Cuando ella lo vio caminar por el campus de la Universidad de Medellín les notificó a sus compañeras: “Ese muchacho es para mí”. La profecía se cumplió. Después de un noviazgo de 33 años, los colegas se hicieron leer la epístola de Pablo. El estudiante le propuso casorio varias veces, pero escrito estaba que el noviazgo sería eterno mientras estuvieran vivos los progenitores. En la iglesia de santa Gema, a la novia Ligia Escobar Saldarriaga, su cuasi nonagenaria madre la llevó al altar. Al sin tocayo Willtheman Cuervo lo entregaron sus ocho sobrinas, todas bellas. Montebello, terruño del novio, no es tierra fértil para las feas.
Nada de acartonada marcha nupcial: en su lugar se oyó “El amor de mi vida”, de Camilo Sesto. En los cinco minutos y seis segundos que dura la melodía está interpretado su romance. Generalmente, los párrocos prohíben la música profana en entierros y matrimonios. Lo consideran un exabrupto. Casi exigen pedir dispensa a Roma.

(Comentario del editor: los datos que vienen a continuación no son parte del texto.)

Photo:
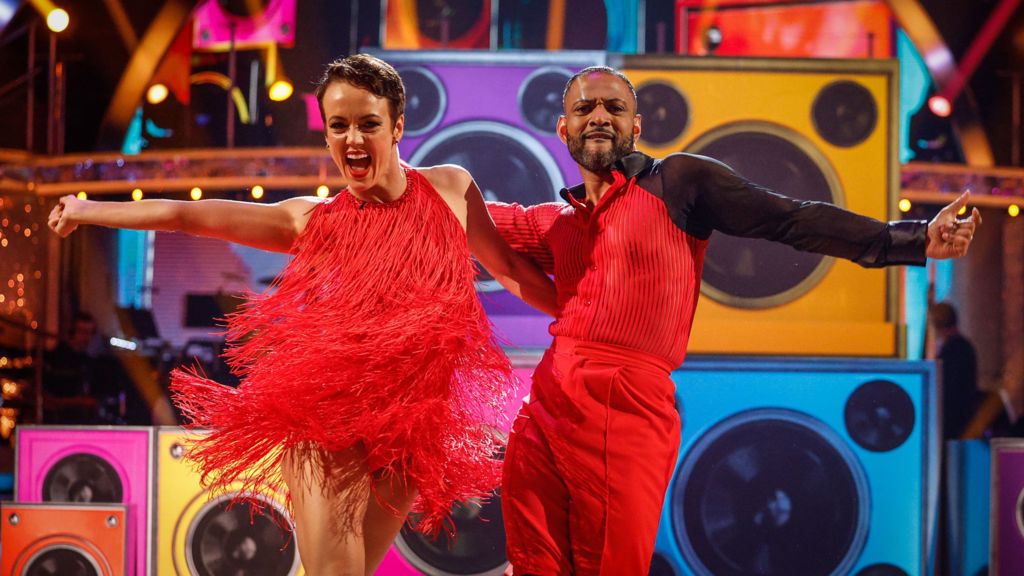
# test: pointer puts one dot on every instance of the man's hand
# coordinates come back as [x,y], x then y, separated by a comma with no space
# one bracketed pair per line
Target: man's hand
[61,219]
[949,237]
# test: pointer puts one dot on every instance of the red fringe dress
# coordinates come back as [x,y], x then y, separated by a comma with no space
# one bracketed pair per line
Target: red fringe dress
[372,334]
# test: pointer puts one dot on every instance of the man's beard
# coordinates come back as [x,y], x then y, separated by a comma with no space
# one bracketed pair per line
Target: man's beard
[599,161]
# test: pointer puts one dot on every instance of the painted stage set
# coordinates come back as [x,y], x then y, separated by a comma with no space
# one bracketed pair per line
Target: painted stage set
[810,450]
[810,445]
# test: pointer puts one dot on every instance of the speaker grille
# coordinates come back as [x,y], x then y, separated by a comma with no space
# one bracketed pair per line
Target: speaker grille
[745,273]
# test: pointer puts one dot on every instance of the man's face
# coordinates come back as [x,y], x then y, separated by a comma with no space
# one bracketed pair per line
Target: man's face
[600,124]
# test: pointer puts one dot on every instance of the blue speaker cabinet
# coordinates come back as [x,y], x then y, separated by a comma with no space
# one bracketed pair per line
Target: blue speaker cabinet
[810,467]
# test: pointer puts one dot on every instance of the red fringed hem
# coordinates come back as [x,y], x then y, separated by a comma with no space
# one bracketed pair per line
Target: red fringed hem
[373,334]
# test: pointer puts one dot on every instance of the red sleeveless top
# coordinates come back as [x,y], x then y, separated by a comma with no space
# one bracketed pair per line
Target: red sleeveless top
[372,335]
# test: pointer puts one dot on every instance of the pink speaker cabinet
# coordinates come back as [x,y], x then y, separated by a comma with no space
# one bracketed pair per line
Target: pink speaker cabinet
[91,465]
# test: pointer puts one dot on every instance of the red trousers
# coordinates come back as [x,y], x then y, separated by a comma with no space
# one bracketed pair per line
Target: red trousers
[588,462]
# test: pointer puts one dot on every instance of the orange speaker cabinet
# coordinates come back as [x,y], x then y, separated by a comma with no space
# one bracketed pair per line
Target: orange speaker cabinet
[195,533]
[818,130]
[62,539]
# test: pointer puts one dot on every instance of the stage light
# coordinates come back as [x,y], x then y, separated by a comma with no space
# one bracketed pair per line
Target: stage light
[713,38]
[281,90]
[57,19]
[279,86]
[157,93]
[940,106]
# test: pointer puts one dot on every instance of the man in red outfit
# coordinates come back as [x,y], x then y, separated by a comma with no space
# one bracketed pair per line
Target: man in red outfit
[591,455]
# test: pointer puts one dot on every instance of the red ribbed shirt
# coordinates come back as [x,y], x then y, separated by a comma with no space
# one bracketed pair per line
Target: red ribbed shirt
[626,275]
[628,270]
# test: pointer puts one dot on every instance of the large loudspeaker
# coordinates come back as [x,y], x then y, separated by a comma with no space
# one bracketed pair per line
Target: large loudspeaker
[807,467]
[478,548]
[495,115]
[91,465]
[968,482]
[62,539]
[197,535]
[822,130]
[1007,511]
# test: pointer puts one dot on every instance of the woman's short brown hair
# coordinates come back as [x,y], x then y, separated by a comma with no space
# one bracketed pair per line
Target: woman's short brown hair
[369,73]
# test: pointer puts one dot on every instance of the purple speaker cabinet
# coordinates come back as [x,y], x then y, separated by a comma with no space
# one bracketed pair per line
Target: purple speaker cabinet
[91,464]
[1007,533]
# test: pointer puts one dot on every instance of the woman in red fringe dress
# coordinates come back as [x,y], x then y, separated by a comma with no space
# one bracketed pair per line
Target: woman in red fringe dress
[369,370]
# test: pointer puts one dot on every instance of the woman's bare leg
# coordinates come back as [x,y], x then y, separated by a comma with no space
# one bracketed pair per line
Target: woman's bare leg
[330,492]
[382,524]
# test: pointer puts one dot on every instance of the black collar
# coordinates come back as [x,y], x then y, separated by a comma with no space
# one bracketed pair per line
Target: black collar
[631,165]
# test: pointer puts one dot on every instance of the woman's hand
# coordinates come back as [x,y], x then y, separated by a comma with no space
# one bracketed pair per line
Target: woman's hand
[62,217]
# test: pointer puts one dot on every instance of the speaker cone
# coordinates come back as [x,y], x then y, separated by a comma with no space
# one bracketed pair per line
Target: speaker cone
[541,97]
[747,273]
[509,165]
[478,547]
[61,561]
[665,112]
[82,478]
[425,99]
[770,492]
[845,114]
[880,415]
[228,540]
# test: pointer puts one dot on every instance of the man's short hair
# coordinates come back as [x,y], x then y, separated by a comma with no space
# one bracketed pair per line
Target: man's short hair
[598,70]
[369,73]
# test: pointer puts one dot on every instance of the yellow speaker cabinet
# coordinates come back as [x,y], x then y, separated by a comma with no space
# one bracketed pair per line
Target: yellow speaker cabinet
[195,534]
[820,130]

No fue el caso del cura que los casó, John Freddy Castrillón, quien por la vía de ese siquiatra vertical llamado confesionario conoce los lapsus veniales y mortales de la pareja, católicos de amarrar en el dedo gordo. En el corto trayecto hasta el altar, la novia acabó con las existencias de kleenex.
Hace dos años se habían casado por lo civil. ¿Por qué duró el noviazgo la edad de Cristo? Porque ambos tenían alborotados los complejos de Edipo y Electra: Dedicaron sus vidas a cuidar de sus ancianos padres. Cuando sólo quedó doña Ligia Saldarriaga, le pusieron fecha al “mártirmonio”: el día del aniversario del nacimiento del padre de ella.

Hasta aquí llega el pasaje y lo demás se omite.